Jacques Sojcher, L’idée du manque

Ça a un nom : c’est l’existence

Près des vieux fau­bourgs de Bruxelles se dressent sous un ciel magna­nime les fleurs de l’Apocalypse de Jacques Soj­cher. Fidèle à sa poé­sie, l’auteur tente de don­ner vie (ou dit-il « hébé­tude ») aux deuils et aux sou­ve­nirs qui innervent ses textes. Leur « froid est la cou­leur du manque ». Il est ren­forcé dans sa démarche par les des­sins superbes et en effa­ce­ment d’Arié Man­del­baum.

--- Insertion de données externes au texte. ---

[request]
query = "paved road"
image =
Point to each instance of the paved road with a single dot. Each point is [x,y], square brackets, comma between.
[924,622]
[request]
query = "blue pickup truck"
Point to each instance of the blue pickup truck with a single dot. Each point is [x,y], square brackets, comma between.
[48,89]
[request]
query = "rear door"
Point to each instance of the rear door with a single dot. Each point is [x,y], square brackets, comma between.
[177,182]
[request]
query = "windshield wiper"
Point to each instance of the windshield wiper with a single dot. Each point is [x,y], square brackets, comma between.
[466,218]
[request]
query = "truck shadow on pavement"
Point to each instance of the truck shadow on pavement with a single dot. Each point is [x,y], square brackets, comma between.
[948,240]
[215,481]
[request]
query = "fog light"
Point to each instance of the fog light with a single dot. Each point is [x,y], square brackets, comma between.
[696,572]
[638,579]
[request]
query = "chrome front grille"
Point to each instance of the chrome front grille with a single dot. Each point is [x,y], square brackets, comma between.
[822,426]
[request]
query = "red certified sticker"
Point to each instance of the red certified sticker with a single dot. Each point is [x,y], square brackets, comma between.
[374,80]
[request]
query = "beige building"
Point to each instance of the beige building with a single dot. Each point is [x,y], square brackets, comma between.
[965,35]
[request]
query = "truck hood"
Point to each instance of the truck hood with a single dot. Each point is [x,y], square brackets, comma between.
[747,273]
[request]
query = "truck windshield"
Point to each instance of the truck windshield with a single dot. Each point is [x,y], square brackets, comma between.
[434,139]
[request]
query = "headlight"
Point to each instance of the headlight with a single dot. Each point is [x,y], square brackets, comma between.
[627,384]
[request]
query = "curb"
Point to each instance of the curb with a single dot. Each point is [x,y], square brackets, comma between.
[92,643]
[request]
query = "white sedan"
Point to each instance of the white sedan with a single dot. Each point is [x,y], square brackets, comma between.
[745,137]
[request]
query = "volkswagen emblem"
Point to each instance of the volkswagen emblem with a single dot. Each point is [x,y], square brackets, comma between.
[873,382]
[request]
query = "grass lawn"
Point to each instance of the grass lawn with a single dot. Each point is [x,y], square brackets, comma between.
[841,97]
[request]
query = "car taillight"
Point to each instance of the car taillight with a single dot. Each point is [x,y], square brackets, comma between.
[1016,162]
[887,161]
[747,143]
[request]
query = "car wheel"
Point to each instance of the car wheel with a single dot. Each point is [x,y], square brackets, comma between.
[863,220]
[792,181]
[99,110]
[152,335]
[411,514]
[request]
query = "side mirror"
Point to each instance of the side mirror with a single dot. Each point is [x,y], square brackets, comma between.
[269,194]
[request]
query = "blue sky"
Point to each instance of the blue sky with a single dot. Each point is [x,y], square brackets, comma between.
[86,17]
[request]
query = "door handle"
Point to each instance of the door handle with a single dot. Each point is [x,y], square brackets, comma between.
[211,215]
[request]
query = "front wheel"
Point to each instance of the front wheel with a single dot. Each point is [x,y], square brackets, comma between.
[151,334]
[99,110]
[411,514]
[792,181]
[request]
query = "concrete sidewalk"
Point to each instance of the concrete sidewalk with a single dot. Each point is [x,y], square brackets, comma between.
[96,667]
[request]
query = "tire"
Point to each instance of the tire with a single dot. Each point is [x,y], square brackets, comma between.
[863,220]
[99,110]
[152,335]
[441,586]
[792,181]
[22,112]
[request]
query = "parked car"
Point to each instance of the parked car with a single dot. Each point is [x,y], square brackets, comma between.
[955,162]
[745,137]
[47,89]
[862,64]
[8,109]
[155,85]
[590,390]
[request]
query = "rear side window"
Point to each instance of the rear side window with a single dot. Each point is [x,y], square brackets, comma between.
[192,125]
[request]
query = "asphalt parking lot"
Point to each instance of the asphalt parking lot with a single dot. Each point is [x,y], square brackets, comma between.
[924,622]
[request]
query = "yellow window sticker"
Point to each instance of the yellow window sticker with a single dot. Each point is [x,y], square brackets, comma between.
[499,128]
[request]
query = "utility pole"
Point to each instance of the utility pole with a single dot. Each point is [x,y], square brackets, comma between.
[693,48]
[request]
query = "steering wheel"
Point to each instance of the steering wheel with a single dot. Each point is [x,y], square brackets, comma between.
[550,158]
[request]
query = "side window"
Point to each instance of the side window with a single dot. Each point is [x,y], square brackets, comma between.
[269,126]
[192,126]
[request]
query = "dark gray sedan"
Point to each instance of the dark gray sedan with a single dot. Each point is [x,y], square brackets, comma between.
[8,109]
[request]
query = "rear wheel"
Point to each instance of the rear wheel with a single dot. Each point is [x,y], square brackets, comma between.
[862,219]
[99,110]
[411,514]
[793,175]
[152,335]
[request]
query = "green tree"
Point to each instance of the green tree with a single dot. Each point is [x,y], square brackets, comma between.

L’existence semble donc pro­mise plus que jamais à l’inéluctable démo­li­tion d’un legs en dis­pa­ri­tion. Par­tout il y a des fuites d’eau. Les odeurs stag­nent. Esclave de la mémoire de la mons­truo­sité humaine, le poète tente de répa­rer les fuites. Mais, d’un livre à l’autre, c’est à peine si quelques conduites sont ren­for­cées. Quant à la langue, elle semble ne pou­voir par­ler qu’une langue de bois. Le poète doit se chauf­fer avec. Quoique épuisé, il a donc bien du mal à dor­mir comme un vivant : les yeux fer­més.
Pour lui « la mai­son de l’être » chère à Bache­lard reste ban­cale, caduque, rococo, riqui­qui. Il n’existe de place que pour le manque. Il n’y a plus d’escalier pour s’envoyer en l’air et res­pi­rer au grand jour. Hanté par le mal, habité de démons et d’horreur, depuis l’adolescence Soj­cher se donne le droit à rien ou à peu. Sauf, évi­dem­ment, le néces­saire. A savoir, l’exercice de l’écriture. Elle lui a per­mis non seule­ment d’enfreindre le « rêve de ne pas par­ler » — titre de son livre majeur — mais aussi de ne pas se sui­ci­der. Ou de ne le faire – pour ainsi dire — qu’à petit feu.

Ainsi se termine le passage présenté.